Sens. Jeff Merkley of Oregon, Mark Warner of Virginia, Mark Begich of Alaska and New Mexico’s Martin Heinrich and Tom Udal, all Democrats, sent a letter Wednesday to U.S. Secretary of Commerce Penny Pritzker.



In the three-page letter, the senators, pointing to recent court decisions, made specific recommendations to address legal actions while continuing to encourage innovation.


Merkley said the recommendations would make the patent process work better for all actors involved, including universities, small inventors and small businesses, and would foster innovation and technological advancement.

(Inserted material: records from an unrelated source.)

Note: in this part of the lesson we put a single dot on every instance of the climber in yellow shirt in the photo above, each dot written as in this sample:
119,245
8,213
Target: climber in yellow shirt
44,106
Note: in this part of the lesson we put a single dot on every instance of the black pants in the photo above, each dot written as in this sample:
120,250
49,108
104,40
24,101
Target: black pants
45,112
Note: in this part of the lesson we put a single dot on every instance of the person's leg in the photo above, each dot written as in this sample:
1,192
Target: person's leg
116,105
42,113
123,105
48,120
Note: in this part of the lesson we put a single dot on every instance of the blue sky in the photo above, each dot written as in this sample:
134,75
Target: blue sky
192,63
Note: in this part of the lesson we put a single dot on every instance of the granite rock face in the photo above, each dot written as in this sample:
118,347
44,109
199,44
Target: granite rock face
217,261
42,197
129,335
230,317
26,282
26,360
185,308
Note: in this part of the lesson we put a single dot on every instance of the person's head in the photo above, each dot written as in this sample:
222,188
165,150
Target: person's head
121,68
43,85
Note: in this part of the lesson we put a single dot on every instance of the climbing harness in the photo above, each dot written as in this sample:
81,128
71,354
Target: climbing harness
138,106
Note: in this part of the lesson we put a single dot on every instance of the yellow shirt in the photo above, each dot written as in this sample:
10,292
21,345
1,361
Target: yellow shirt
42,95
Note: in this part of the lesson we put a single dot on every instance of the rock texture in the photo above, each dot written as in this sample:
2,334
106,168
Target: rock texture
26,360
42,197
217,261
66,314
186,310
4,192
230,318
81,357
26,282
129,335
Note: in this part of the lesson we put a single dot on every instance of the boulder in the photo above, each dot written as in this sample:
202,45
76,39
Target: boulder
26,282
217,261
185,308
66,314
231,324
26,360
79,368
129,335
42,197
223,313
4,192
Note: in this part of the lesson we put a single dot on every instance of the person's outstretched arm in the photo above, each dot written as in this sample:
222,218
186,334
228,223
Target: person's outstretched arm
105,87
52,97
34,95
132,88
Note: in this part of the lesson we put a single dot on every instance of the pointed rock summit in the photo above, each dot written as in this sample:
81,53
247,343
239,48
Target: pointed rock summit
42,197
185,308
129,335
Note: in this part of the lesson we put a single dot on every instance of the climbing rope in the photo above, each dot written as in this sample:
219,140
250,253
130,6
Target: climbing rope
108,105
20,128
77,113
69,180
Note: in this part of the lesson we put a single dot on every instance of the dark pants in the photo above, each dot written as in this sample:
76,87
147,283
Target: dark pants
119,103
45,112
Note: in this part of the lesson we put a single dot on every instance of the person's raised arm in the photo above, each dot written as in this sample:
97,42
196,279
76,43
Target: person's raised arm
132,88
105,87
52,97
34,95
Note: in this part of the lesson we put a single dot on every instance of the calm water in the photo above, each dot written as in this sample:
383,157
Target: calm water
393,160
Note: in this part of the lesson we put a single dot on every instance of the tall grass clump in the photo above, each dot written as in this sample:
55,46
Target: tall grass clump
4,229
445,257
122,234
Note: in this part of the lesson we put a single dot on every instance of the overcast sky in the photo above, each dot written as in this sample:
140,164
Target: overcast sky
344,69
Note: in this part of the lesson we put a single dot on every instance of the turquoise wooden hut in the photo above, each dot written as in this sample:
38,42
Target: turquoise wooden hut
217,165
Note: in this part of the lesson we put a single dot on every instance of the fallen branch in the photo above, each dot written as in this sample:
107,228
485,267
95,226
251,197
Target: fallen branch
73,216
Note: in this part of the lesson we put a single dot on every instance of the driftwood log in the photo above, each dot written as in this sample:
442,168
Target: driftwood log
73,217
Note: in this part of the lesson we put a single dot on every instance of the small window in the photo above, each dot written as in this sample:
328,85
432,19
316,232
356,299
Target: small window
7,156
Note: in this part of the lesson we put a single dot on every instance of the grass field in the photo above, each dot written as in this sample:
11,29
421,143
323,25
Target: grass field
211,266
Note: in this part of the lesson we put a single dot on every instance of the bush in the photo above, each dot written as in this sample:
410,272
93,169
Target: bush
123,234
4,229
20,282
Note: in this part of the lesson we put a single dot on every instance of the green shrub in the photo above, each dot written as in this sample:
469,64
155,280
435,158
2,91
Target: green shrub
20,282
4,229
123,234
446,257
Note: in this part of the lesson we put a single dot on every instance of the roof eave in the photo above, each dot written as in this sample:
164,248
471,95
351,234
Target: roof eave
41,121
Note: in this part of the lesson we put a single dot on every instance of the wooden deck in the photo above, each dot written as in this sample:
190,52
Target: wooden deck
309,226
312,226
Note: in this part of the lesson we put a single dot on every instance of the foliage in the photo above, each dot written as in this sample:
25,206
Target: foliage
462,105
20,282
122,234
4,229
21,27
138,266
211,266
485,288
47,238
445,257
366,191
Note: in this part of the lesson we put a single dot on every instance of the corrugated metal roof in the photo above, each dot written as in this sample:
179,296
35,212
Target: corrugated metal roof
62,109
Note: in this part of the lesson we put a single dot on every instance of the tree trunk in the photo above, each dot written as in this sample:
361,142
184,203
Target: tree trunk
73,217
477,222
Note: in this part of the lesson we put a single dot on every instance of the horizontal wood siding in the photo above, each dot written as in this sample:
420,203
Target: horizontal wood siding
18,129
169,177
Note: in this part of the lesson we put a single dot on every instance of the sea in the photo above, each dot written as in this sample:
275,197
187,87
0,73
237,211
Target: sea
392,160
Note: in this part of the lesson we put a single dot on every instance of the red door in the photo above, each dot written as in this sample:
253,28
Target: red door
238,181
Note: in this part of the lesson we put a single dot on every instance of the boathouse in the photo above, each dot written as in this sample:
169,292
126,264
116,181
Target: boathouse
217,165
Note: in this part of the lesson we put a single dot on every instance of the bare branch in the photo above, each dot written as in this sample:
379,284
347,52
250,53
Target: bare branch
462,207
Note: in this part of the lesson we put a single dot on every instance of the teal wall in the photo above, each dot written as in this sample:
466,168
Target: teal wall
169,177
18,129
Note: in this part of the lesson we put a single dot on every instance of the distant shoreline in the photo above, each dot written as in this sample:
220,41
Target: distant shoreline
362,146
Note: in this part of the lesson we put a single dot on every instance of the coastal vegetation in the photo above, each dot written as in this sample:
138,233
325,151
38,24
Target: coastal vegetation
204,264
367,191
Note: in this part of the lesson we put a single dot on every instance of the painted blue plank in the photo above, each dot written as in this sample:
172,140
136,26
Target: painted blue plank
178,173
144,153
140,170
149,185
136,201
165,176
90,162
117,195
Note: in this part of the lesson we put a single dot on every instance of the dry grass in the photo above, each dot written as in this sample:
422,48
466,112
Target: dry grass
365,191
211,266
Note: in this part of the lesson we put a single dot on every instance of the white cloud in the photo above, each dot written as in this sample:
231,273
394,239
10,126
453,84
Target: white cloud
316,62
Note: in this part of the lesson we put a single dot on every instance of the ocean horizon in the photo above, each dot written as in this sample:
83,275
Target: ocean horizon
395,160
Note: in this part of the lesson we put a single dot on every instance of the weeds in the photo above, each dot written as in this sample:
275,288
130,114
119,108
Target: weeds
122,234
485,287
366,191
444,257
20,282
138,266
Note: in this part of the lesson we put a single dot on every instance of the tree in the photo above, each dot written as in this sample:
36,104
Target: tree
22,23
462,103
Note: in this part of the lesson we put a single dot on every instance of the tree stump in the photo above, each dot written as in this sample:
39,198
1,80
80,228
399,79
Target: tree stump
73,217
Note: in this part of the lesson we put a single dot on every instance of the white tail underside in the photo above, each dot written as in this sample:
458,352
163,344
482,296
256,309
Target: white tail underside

As a member of the Senate Appropriations Committee, Merkley inserted language into the Fiscal Year 2014 Commerce Department law calling on the PTO to take steps to improve patent quality — specifically, to increase examiners’ industry expertise and to increase the use of patent law provisions that reduce ambiguity and make it easier to reject low-quality patents.


“While it is important that our legal system uphold the rights of intellectual property owners to enforce those rights in court, abusive litigation raises questions about whether too many illegitimate patents are being issued, whether vague patents are being stretched to cover ideas never envisioned by the patent holder, and whether more can be done to protect our intellectual property regime from being misused,” the senators wrote to Pritzky.


“From home builders to small businesses, far too many Americans that have little if anything to do with the innovation process have been negatively affected by abusive patent trolling.”


Generally speaking, patent trolls are patent assertion entities or non-practicing entities that purchase groups of patents without an intent to market or develop a product and then target other businesses with lawsuits.


The letter urges the PTO to focus its resources on the following five measures: improving examiner incentives; strengthening examiner guidelines and documentation practices; ensuring all patents, including “functional claims,” are clear; expanding crowdsourcing to identify problematic types of provisions; and increasing public access to patents and patent history online.


Click here to read the full letter.


The Main Street Patent Coalition, a non-partisan group that is pushing for an end to patent trolling, is backing the senators’ efforts.


The coalition, made up of more than a dozen trade associations, companies and small businesses, said it supports efforts targeted specifically at advancing patent quality and fairness, both by providing the PTO with more resources and by instituting a post-grant review system.


“We are grateful to the signers for bringing more attention to the existence of low-quality patents, which are the most significant component of any patent troll’s arsenal,” MSPC Manager Michael Meehan said.


“In order to be effective, comprehensive reforms should also address the abusive practices of trolls, including bad faith demand letters, and seek to minimize litigation costs for defendants in frivolous cases.


“Main Street businesses are vulnerable until something is done to slow the growing pool of bad patents and to stop the patent trolls who continue exploiting those wrongly-issued patents.”